The steady decline of Cable One's pay-TV business continued in the fourth quarter, with the MSO hemorrhaging another 25,000 video subscribers.
Until it is spun off later this year, Phoenix, Ariz.-based Cable One is still owned by Graham Holdings, which reported fourth-quarter earnings Friday, Feb. 20. Cable One has now seen its video subscriber base shrink from nearly 539,000 at the end of 2013 to just over 451,00 at the close of 2014.
Cuts to programming have hurt Cable One's churn and revenue growth, but helped profitability.
The MSO's cable revenue fell 1 percent to $197.7 million for the fourth quarter and 1 percent for the full 2014 at $798.1 million.
Cable One operating income grew by 4 percent in Q4 to $50.7 million. For the full year, the unit's operating income expanded by 5 percent to $178.7 million.
High-speed data customers increased by 2,300 to 488,454 in the fourth quarter. Residential high-speed data revenue increased 5.3 percent in 2014
Cable One has willingly let major programming networks walk away in an effort to trim programming costs.

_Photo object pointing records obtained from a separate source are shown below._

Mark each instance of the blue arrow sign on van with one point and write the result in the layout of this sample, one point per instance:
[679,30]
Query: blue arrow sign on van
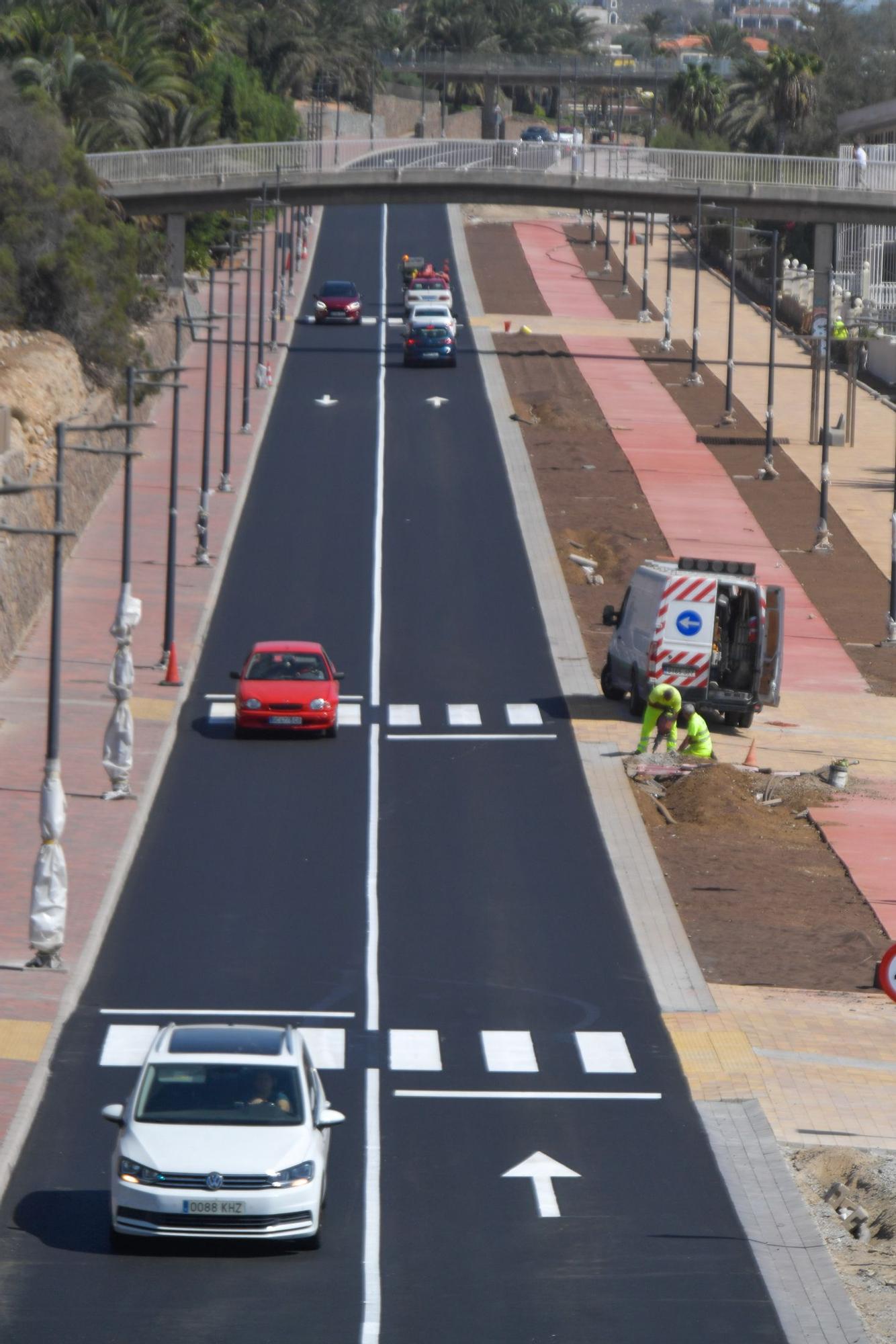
[690,623]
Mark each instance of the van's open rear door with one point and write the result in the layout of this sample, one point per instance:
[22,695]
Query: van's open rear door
[773,647]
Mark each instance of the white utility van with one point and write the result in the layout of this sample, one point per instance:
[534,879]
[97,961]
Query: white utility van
[706,627]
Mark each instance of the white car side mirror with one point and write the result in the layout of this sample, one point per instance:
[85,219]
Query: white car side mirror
[330,1118]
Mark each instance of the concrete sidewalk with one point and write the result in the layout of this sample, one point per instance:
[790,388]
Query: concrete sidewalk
[827,710]
[101,838]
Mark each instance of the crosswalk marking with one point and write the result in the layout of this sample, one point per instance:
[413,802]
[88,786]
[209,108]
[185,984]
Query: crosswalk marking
[464,716]
[523,716]
[327,1046]
[510,1053]
[604,1053]
[416,1050]
[127,1048]
[405,716]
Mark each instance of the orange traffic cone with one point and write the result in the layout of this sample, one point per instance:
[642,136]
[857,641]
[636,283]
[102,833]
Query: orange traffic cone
[173,673]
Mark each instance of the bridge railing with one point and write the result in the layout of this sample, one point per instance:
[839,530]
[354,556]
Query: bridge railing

Most notably, the MSO chose not to renew its carriage deal with Viacom in April 2014.
With degrading programming options and no major investment in user experience--Cable One's Southern and Midwestern customers don't exactly have the equivalent of the Xfinity X1 platform in their living rooms--the subscriber base has suffered.
"The cable division continues its focus on higher margin businesses, namely high-speed data and business sales," reads a Graham Holdings statement that included the now perfunctory language about the video business not mattering anymore.
The statement added, "Due to rapidly rising programming costs and shrinking margins, video sales now have less value and emphasis (video PSUs were down 16 percent from 2013) and programming costs have been reduced significantly."